En medio del nuevo desorden mundial
La crisis iraquí ha culminado una serie de desencuentros en las relaciones entre una y otra orilla del Atlántico que, por un lado, amenazan con rediseñar el actual entramado de alianzas globales y que, por otro, han abierto serias fracturas en las organizaciones consideradas hasta ahora como valedoras del orden y la legalidad internacionales.
El liderazgo mundial de EE UU, ejercido sin discusión desde la caída del muro de Berlín, se ha encontrado en esta ocasión con la oposición de un amplio grupo de países, con Francia a la cabeza, que ha puesto en serios aprietos a la superpotencia.
Los argumentos esgrimidos por el presidente de EE UU, George Bush, no han obtenido el respaldo de algunos de sus aliados tradicionales e incluso el rechazo a las tesis estadounidenses se ha convertido en argumento electoral con un fuerte apoyo en las urnas. El caso más destacable es el de Alemania, que en la anterior guerra del Golfo jugó un papel logístico y financiero decisivo, y el de su canciller, Gerhard Schröder, que logró la reelección en el cargo el pasado mes de septiembre gracias, en buena medida, a su abierta oposición a los planes belicistas de Bush.
La crisis iraquí ha enrarecido las ya tensas relaciones entre una y otra orilla del Atlántico. Con la llegada de Bush a la Casa Blanca, Europa empezó a lanzar acusaciones de unilateralismo a la política exterior de la nueva Administración. No faltaban argumentos: el rechazo estadounidense al tratado de Kyoto, su negativa a la creación del Tribunal Penal Internacional, la aplicación de aranceles a la importación de acero, el abandono del tratado de no proliferación de armas, entre otros asuntos, abonó estas tesis.
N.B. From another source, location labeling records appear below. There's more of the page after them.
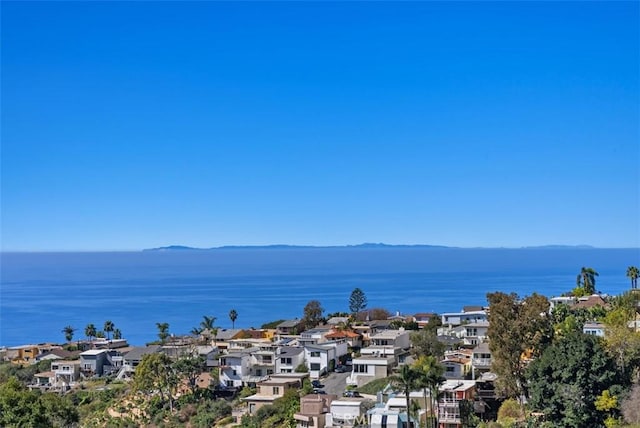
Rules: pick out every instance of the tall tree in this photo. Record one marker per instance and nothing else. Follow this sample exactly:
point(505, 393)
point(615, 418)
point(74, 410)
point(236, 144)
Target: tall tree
point(633, 273)
point(163, 331)
point(357, 301)
point(233, 316)
point(156, 374)
point(516, 328)
point(68, 333)
point(207, 322)
point(189, 368)
point(568, 378)
point(108, 328)
point(587, 280)
point(406, 380)
point(90, 331)
point(312, 314)
point(430, 377)
point(620, 341)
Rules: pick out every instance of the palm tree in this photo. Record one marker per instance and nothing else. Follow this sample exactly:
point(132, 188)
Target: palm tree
point(431, 377)
point(233, 316)
point(90, 331)
point(207, 322)
point(68, 333)
point(163, 331)
point(214, 333)
point(108, 328)
point(633, 273)
point(407, 379)
point(587, 280)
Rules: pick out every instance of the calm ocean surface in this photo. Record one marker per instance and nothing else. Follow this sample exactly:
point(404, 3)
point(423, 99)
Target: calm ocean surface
point(43, 292)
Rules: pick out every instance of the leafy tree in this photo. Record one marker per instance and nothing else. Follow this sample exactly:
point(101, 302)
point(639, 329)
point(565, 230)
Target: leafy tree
point(233, 316)
point(516, 328)
point(633, 273)
point(430, 377)
point(607, 403)
point(630, 406)
point(20, 407)
point(406, 380)
point(108, 328)
point(68, 333)
point(587, 280)
point(510, 412)
point(156, 374)
point(163, 331)
point(90, 331)
point(357, 301)
point(622, 343)
point(568, 378)
point(189, 368)
point(312, 314)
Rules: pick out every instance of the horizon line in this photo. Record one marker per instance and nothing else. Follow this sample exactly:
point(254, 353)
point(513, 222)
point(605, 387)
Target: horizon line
point(371, 245)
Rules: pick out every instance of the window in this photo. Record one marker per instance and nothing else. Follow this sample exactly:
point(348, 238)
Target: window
point(360, 368)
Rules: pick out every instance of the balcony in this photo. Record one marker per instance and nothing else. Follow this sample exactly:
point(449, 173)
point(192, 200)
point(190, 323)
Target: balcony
point(481, 362)
point(449, 417)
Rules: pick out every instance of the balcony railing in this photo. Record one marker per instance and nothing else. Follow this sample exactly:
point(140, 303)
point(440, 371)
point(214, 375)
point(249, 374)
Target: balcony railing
point(481, 362)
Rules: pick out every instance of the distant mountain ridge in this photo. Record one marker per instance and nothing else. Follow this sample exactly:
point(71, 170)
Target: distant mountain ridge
point(363, 245)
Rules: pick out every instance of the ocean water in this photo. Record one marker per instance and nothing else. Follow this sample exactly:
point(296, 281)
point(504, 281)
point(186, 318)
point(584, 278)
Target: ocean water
point(40, 293)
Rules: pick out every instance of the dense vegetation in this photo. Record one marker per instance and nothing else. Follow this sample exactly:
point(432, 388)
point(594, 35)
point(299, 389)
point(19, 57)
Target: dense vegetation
point(550, 373)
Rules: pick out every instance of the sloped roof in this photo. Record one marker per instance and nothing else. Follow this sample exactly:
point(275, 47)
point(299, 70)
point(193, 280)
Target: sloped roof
point(289, 323)
point(590, 302)
point(140, 351)
point(343, 334)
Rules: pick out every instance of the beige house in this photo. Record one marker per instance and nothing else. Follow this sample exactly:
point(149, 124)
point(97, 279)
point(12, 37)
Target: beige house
point(273, 388)
point(313, 410)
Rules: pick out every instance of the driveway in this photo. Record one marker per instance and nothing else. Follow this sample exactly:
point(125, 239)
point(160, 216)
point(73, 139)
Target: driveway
point(335, 383)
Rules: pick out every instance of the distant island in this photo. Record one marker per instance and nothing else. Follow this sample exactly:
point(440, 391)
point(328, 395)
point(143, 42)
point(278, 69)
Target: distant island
point(363, 245)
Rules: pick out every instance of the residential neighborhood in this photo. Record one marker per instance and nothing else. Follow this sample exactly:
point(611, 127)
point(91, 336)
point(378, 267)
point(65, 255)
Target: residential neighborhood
point(334, 362)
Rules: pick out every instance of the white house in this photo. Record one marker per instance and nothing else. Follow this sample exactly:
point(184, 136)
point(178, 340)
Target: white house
point(367, 368)
point(475, 332)
point(234, 367)
point(481, 359)
point(288, 359)
point(593, 328)
point(314, 336)
point(457, 318)
point(321, 359)
point(346, 413)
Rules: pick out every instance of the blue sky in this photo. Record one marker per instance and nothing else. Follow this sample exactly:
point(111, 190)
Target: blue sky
point(134, 125)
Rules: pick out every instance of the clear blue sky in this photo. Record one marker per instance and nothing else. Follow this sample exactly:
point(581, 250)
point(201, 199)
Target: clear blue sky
point(134, 125)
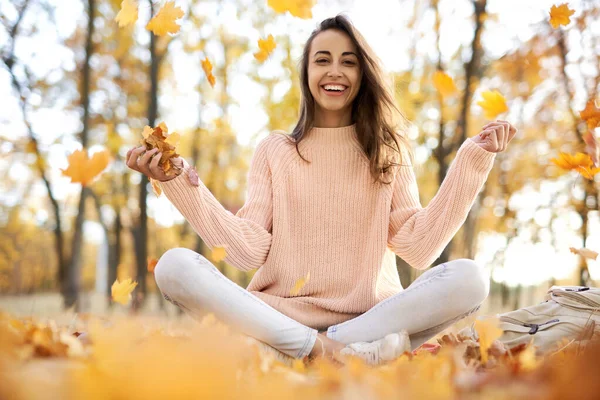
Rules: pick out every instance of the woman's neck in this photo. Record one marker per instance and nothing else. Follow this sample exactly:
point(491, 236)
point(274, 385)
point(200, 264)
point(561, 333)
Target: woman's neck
point(332, 119)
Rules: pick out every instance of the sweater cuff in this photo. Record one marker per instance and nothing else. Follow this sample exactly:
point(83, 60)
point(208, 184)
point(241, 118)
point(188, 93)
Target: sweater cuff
point(479, 158)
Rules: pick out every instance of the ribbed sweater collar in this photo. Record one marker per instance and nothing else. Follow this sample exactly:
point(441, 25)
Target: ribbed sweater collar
point(333, 137)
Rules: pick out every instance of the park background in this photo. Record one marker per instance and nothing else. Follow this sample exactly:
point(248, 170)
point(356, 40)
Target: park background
point(71, 77)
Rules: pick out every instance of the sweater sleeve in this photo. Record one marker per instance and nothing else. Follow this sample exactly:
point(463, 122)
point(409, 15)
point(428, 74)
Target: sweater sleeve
point(419, 235)
point(246, 235)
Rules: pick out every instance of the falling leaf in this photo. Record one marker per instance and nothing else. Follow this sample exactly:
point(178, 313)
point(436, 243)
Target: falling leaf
point(299, 285)
point(128, 13)
point(588, 172)
point(152, 264)
point(164, 20)
point(591, 114)
point(560, 15)
point(570, 162)
point(493, 104)
point(266, 47)
point(298, 8)
point(83, 169)
point(488, 331)
point(156, 187)
point(218, 254)
point(587, 253)
point(193, 177)
point(444, 83)
point(591, 147)
point(207, 67)
point(121, 291)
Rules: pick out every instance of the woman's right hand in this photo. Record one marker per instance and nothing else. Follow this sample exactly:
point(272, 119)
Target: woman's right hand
point(146, 162)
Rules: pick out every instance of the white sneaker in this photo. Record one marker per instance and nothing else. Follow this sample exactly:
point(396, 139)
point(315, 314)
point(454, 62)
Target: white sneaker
point(380, 351)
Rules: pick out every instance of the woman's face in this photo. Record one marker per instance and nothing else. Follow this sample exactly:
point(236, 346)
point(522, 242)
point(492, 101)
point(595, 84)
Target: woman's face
point(333, 74)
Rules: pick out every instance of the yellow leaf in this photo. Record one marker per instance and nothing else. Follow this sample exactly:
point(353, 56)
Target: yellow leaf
point(299, 284)
point(570, 162)
point(444, 83)
point(587, 253)
point(493, 104)
point(560, 15)
point(591, 114)
point(218, 254)
point(173, 139)
point(121, 291)
point(83, 169)
point(298, 8)
point(128, 13)
point(266, 47)
point(164, 20)
point(488, 331)
point(156, 187)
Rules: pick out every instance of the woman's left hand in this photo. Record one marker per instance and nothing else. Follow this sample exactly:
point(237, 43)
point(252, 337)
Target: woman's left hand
point(495, 136)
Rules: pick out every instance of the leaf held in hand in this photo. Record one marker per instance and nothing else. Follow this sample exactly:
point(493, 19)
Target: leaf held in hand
point(121, 291)
point(493, 104)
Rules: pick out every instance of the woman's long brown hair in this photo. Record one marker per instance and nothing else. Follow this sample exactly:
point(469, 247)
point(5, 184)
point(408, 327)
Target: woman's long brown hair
point(374, 111)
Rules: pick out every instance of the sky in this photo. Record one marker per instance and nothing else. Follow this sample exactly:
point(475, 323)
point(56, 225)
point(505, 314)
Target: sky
point(384, 27)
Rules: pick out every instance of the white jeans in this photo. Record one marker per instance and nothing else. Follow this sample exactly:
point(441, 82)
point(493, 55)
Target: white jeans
point(439, 297)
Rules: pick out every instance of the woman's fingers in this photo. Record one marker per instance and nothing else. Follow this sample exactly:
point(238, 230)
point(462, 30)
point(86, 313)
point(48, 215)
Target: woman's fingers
point(132, 158)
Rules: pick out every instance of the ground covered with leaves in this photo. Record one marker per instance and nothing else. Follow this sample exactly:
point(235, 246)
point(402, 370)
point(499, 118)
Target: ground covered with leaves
point(140, 357)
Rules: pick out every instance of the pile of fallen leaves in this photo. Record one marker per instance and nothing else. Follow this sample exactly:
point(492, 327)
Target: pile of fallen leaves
point(145, 358)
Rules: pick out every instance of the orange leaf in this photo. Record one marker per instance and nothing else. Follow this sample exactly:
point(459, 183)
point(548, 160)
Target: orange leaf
point(266, 47)
point(586, 253)
point(121, 291)
point(164, 20)
point(444, 83)
point(591, 114)
point(560, 15)
point(572, 162)
point(493, 104)
point(152, 264)
point(128, 13)
point(83, 169)
point(299, 284)
point(488, 331)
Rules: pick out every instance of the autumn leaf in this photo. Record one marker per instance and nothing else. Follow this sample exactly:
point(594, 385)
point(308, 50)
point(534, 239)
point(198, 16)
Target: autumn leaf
point(493, 104)
point(299, 284)
point(164, 20)
point(444, 83)
point(128, 13)
point(207, 67)
point(83, 169)
point(488, 331)
point(591, 114)
point(156, 187)
point(587, 253)
point(591, 147)
point(298, 8)
point(121, 291)
point(218, 254)
point(266, 47)
point(152, 264)
point(157, 138)
point(560, 15)
point(570, 162)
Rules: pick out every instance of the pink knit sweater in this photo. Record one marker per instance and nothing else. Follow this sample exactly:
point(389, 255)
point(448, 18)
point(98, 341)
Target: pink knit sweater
point(329, 219)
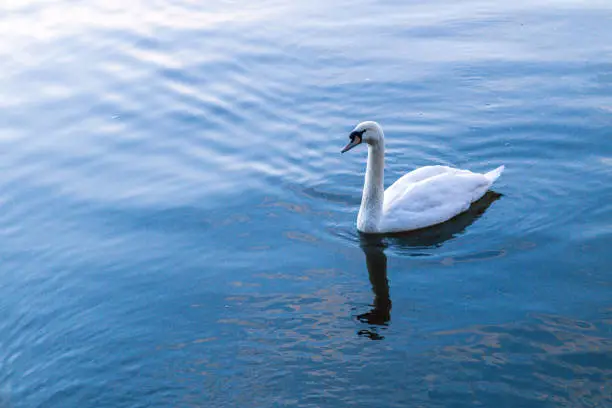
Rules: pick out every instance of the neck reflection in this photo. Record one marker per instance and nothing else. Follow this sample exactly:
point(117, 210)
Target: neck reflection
point(374, 245)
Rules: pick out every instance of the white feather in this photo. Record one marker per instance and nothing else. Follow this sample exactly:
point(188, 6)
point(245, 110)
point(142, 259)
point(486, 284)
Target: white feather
point(426, 196)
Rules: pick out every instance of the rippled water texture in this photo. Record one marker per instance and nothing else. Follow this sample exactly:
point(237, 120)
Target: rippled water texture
point(177, 224)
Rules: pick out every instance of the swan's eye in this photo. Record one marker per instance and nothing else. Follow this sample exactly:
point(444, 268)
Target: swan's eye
point(358, 134)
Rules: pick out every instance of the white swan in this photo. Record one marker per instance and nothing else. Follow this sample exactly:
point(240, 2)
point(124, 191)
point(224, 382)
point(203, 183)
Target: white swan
point(426, 196)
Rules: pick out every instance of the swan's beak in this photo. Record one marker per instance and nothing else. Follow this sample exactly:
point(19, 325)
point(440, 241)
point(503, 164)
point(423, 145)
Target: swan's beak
point(354, 142)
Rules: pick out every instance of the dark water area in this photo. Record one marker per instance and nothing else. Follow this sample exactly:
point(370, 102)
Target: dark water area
point(177, 224)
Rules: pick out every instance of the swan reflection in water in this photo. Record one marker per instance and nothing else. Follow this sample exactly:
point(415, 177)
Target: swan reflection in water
point(374, 245)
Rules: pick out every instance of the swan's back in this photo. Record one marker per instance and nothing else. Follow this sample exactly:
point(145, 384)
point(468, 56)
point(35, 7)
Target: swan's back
point(431, 195)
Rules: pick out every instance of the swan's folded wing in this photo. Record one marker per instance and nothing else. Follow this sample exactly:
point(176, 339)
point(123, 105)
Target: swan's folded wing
point(401, 185)
point(433, 200)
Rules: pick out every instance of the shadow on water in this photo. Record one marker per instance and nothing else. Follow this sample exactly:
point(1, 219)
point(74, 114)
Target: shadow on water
point(374, 245)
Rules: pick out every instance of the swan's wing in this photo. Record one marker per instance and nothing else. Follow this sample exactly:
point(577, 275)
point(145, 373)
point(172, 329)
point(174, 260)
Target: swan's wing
point(404, 183)
point(433, 200)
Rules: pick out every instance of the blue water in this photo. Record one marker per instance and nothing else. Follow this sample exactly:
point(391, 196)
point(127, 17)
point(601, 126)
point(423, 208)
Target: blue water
point(177, 225)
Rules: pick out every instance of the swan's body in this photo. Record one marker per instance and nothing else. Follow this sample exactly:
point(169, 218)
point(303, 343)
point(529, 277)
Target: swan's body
point(424, 197)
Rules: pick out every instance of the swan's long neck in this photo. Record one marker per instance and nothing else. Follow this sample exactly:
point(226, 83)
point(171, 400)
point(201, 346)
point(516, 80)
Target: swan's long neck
point(370, 211)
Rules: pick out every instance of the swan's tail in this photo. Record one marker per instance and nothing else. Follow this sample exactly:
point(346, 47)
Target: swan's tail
point(494, 174)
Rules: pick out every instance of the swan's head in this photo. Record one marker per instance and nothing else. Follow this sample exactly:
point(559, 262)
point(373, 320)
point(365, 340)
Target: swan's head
point(365, 132)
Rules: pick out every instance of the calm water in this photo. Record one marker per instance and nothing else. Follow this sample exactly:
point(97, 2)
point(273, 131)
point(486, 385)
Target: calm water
point(177, 224)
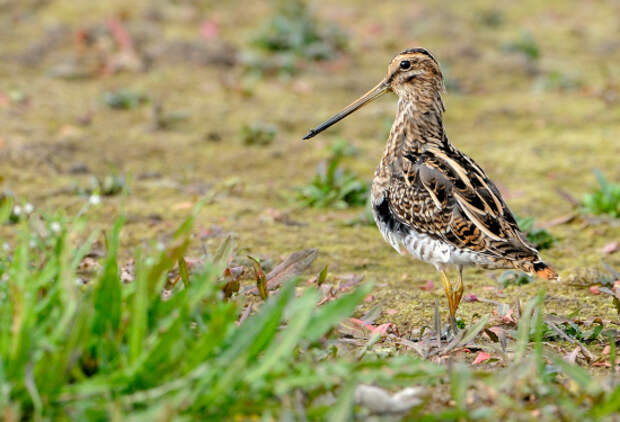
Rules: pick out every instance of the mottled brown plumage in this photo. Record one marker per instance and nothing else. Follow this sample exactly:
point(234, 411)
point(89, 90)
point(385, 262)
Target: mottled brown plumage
point(428, 197)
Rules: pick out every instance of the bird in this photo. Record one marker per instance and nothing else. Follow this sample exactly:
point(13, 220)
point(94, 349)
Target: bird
point(429, 199)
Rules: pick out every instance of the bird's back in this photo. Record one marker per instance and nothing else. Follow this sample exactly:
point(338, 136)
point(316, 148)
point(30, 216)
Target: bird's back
point(440, 205)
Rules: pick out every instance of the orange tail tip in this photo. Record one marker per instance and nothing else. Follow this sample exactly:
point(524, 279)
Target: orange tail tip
point(542, 270)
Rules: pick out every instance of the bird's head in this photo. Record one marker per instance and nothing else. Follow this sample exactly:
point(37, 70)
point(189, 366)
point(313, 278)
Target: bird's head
point(413, 74)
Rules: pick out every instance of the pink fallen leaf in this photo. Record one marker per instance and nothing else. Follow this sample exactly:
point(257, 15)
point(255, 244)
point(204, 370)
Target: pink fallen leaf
point(182, 206)
point(428, 286)
point(120, 34)
point(610, 248)
point(482, 357)
point(507, 317)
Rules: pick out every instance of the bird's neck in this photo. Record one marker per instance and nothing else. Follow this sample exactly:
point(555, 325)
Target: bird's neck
point(418, 121)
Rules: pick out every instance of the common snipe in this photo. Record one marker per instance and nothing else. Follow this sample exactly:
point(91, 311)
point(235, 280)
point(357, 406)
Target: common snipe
point(428, 198)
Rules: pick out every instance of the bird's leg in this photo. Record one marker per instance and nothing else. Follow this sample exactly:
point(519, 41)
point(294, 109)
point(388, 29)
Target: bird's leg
point(451, 297)
point(458, 293)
La tragedia de los atentados terroristas del 11 de septiembre de 2001 generó una ola de solidaridad internacional, que propició acuerdos globales tan destacables como el lanzamiento de una nueva ronda de liberalización comercial en Doha. Pero muchos analistas acusan ahora a Bush de haber dilapidado este importante capital por su empeño en tomar decisiones al margen de la comunidad internacional.
La crisis iraquí, en sus estadios previos al conflicto, ha catalizado los peores temores de los más críticos con la política exterior de Bush.
Pero no es la única repercusión de calado que ha provocado la ofensiva, que ha abierto, además, una considerable brecha entre los socios europeos, con dos bandos claramente diferenciados: los países dispuestos a respaldar toda iniciativa estadounidense y los empeñados en mostrar su propia entidad en el escenario internacional, por oposición a los planes bélicos. Surge así la brecha entre la vieja y la nueva Europa, según la definición empleada por Washington.
España y Reino Unido han apoyado sin fisuras los planteamientos de Bush, para los que han logrado la adhesión de los países de la ampliación. La firmeza de Francia y Alemania en su rechazo a la inevitabilidad de la guerra ha sumado adeptos, como Bélgica, y ha creado un nuevo eje en la ONU, con el respaldo de Rusia, y más tibiamente China, a las tesis de EE UU. Las posibilidades de que la Unión Europea avance hacia una política exterior y de seguridad común son hoy mucho más difíciles y remotas que hace apenas seis meses.
La crisis iraquí ha puesto, además, de relevancia el poder de la opinión pública en la era de la globalización. La oposición aplastante de la mayoría de la sociedad a la guerra se ha reflejado en los millones de manifestantes que han alzado su voz en todo el mundo contra un ataque que, cuando menos, resulta cuestionable. Ese rechazo ha reforzado la posición de aquellos que han rechazado la guerra y amenaza con tener consecuencias electorales para sus defensores.